Wall Street firm to walk off with Dr Martens for £300million
Iconic boots maker Dr Martens is poised to fall into the clutches of one of Wall Street’s most powerful private equity firms for more than £300million.
KKR – the American former owner of pharmacy giant Boots –and US rival Carlyle, led by powerful dealmaker David Rubenstein, have been battling it out in the final stages of a sale of Dr Martens.
Sources last night said Carlyle had emerged as the frontrunner after KKR – immortalised in the best-selling book Barbarians At The Gate – appeared to have gone cold on the deal.
A pair of black women’s Dr Martens boots
Dr Martens were originally created by Klaus Martens, a German army doctor, and Herbert Funck in 1947.
They went into business together after Martens found that his original army issue boots were too uncomfortable following an injury.
He designed a new boot with soft leather and air-padded soles made of tyres.
Eventually, British shoe manufacturer Griggs bought the patents rights to make the boots in the United Kingdom.
The shoes became popular in the 1960s and early 1970s with ‘skinheads’ – working-class youths who favoured an aggressive look. Dr Martens later became popular in a variety of youthful sub-cultures, notably punk rock.

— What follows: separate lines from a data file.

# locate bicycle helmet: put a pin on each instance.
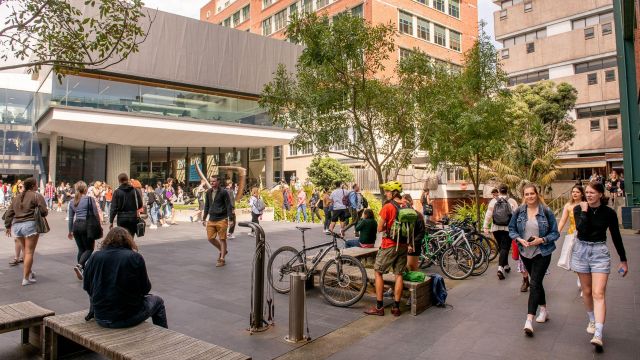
(392, 185)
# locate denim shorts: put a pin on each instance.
(588, 257)
(24, 229)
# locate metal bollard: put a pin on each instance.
(296, 308)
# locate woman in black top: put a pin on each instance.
(590, 257)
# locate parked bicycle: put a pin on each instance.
(343, 278)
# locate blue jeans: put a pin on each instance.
(301, 208)
(153, 308)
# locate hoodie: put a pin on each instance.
(123, 203)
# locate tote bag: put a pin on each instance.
(567, 248)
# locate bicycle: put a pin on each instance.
(343, 279)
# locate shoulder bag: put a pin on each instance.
(94, 228)
(140, 223)
(42, 225)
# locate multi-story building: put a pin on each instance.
(444, 29)
(569, 41)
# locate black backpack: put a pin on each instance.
(502, 212)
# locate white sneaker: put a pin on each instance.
(542, 315)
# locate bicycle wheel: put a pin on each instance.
(457, 263)
(283, 262)
(481, 259)
(343, 281)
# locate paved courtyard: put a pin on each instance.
(483, 320)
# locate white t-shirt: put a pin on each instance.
(336, 199)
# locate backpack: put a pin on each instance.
(402, 230)
(260, 205)
(438, 290)
(502, 212)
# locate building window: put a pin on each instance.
(589, 33)
(423, 29)
(531, 47)
(406, 23)
(280, 19)
(454, 8)
(454, 40)
(440, 35)
(439, 5)
(266, 26)
(245, 13)
(609, 76)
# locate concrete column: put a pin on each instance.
(53, 156)
(268, 167)
(118, 161)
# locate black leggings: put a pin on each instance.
(84, 244)
(537, 268)
(504, 244)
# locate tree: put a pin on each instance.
(57, 33)
(325, 171)
(470, 125)
(338, 98)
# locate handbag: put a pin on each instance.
(42, 225)
(140, 224)
(567, 249)
(94, 228)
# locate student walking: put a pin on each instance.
(590, 257)
(534, 227)
(19, 220)
(80, 209)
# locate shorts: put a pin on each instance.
(217, 228)
(393, 259)
(339, 215)
(24, 229)
(588, 257)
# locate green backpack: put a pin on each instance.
(403, 227)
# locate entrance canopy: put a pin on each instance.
(116, 127)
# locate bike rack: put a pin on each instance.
(256, 319)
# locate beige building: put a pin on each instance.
(569, 41)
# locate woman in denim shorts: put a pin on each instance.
(590, 257)
(20, 220)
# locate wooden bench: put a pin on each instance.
(25, 316)
(419, 292)
(144, 341)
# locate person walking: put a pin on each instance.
(217, 207)
(19, 220)
(499, 213)
(590, 257)
(257, 207)
(81, 208)
(302, 205)
(534, 227)
(125, 204)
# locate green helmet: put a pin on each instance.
(392, 185)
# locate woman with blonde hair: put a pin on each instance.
(535, 230)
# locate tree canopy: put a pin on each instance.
(58, 33)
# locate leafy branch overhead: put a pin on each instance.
(71, 35)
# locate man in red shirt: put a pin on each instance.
(391, 254)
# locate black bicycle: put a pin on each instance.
(343, 279)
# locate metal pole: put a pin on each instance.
(296, 308)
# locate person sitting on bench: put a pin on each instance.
(118, 286)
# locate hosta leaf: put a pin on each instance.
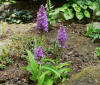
(64, 7)
(42, 77)
(76, 7)
(87, 14)
(62, 65)
(50, 69)
(68, 14)
(98, 13)
(79, 15)
(93, 6)
(49, 82)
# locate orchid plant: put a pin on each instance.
(46, 72)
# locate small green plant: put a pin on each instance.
(50, 13)
(16, 16)
(92, 32)
(10, 1)
(4, 61)
(97, 52)
(2, 29)
(78, 9)
(47, 72)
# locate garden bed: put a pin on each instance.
(79, 51)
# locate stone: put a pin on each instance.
(88, 76)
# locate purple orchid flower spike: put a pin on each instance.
(61, 38)
(42, 23)
(38, 54)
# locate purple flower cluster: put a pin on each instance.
(38, 54)
(42, 23)
(61, 38)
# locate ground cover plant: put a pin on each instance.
(46, 54)
(15, 16)
(92, 32)
(73, 9)
(46, 74)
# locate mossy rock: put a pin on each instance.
(88, 76)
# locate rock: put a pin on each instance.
(88, 76)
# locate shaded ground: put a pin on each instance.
(79, 52)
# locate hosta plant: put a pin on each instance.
(92, 32)
(78, 9)
(3, 29)
(47, 72)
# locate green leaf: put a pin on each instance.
(68, 14)
(62, 65)
(49, 82)
(92, 5)
(64, 7)
(42, 77)
(98, 13)
(50, 69)
(48, 60)
(79, 15)
(87, 14)
(76, 7)
(52, 21)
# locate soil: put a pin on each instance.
(79, 52)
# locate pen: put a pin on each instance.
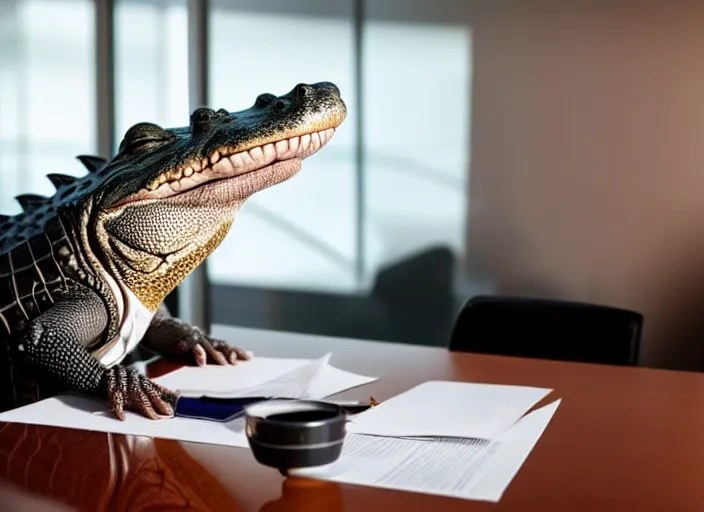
(227, 409)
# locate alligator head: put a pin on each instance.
(169, 196)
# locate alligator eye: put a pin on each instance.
(202, 120)
(143, 136)
(264, 99)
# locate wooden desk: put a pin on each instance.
(623, 439)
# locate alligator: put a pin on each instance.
(84, 273)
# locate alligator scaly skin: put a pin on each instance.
(40, 262)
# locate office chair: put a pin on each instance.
(548, 329)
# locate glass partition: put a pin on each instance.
(47, 93)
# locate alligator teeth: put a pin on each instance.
(224, 164)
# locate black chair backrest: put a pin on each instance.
(548, 329)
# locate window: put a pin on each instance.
(300, 234)
(47, 93)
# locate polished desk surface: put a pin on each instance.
(622, 439)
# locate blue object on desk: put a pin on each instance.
(227, 409)
(214, 409)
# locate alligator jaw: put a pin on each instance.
(226, 164)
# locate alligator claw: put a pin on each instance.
(127, 389)
(208, 350)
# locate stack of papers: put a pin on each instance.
(447, 438)
(453, 439)
(290, 378)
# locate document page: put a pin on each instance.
(293, 378)
(449, 409)
(461, 468)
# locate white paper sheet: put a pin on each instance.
(449, 409)
(461, 468)
(259, 376)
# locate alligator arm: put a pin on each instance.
(174, 339)
(55, 342)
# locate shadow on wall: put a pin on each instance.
(411, 302)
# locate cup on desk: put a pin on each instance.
(292, 434)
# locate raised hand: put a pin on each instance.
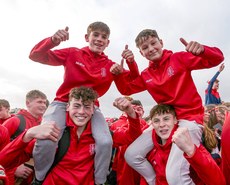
(124, 105)
(60, 36)
(182, 139)
(127, 54)
(117, 68)
(193, 47)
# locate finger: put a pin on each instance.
(66, 28)
(122, 62)
(183, 41)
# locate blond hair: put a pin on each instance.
(144, 35)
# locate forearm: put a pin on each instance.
(199, 162)
(16, 150)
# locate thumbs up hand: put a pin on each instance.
(60, 36)
(127, 54)
(193, 47)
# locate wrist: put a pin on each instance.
(191, 151)
(27, 137)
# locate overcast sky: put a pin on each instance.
(25, 22)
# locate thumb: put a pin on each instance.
(183, 41)
(122, 62)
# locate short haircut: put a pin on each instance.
(4, 103)
(86, 94)
(98, 26)
(144, 35)
(162, 109)
(33, 94)
(136, 102)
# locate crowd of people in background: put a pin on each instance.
(182, 140)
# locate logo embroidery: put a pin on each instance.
(92, 149)
(80, 64)
(170, 71)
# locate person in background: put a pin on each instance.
(124, 173)
(4, 111)
(36, 106)
(212, 95)
(168, 79)
(87, 66)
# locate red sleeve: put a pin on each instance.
(12, 125)
(42, 53)
(211, 57)
(126, 135)
(4, 137)
(205, 167)
(16, 152)
(225, 148)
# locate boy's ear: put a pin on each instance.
(86, 38)
(162, 44)
(140, 52)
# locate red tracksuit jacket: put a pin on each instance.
(169, 81)
(82, 67)
(12, 125)
(204, 170)
(76, 167)
(225, 148)
(125, 174)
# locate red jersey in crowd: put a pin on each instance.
(169, 81)
(82, 67)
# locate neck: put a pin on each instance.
(80, 130)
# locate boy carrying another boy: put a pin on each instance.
(169, 81)
(89, 67)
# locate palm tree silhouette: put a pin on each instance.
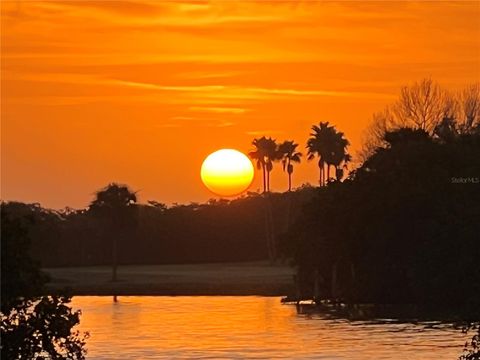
(265, 154)
(114, 201)
(320, 144)
(288, 154)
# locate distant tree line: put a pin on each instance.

Permira, a London-based investment firm run by former City bankers, bought Dr Martens from the Griggs family in 2013.
Over the past 20 years, Dr Martens have become increasingly popular with women.
Its shoes have been worn by celebrities such as model Gigi Hadid, actress Emma Watson and singer Miley Cyrus.
Before the coronavirus shares turmoil, Permira had been weighing a float of Dr Martens, possibly on the US stockmarket.
Permira, KKR and Calrlyle all declined to comment.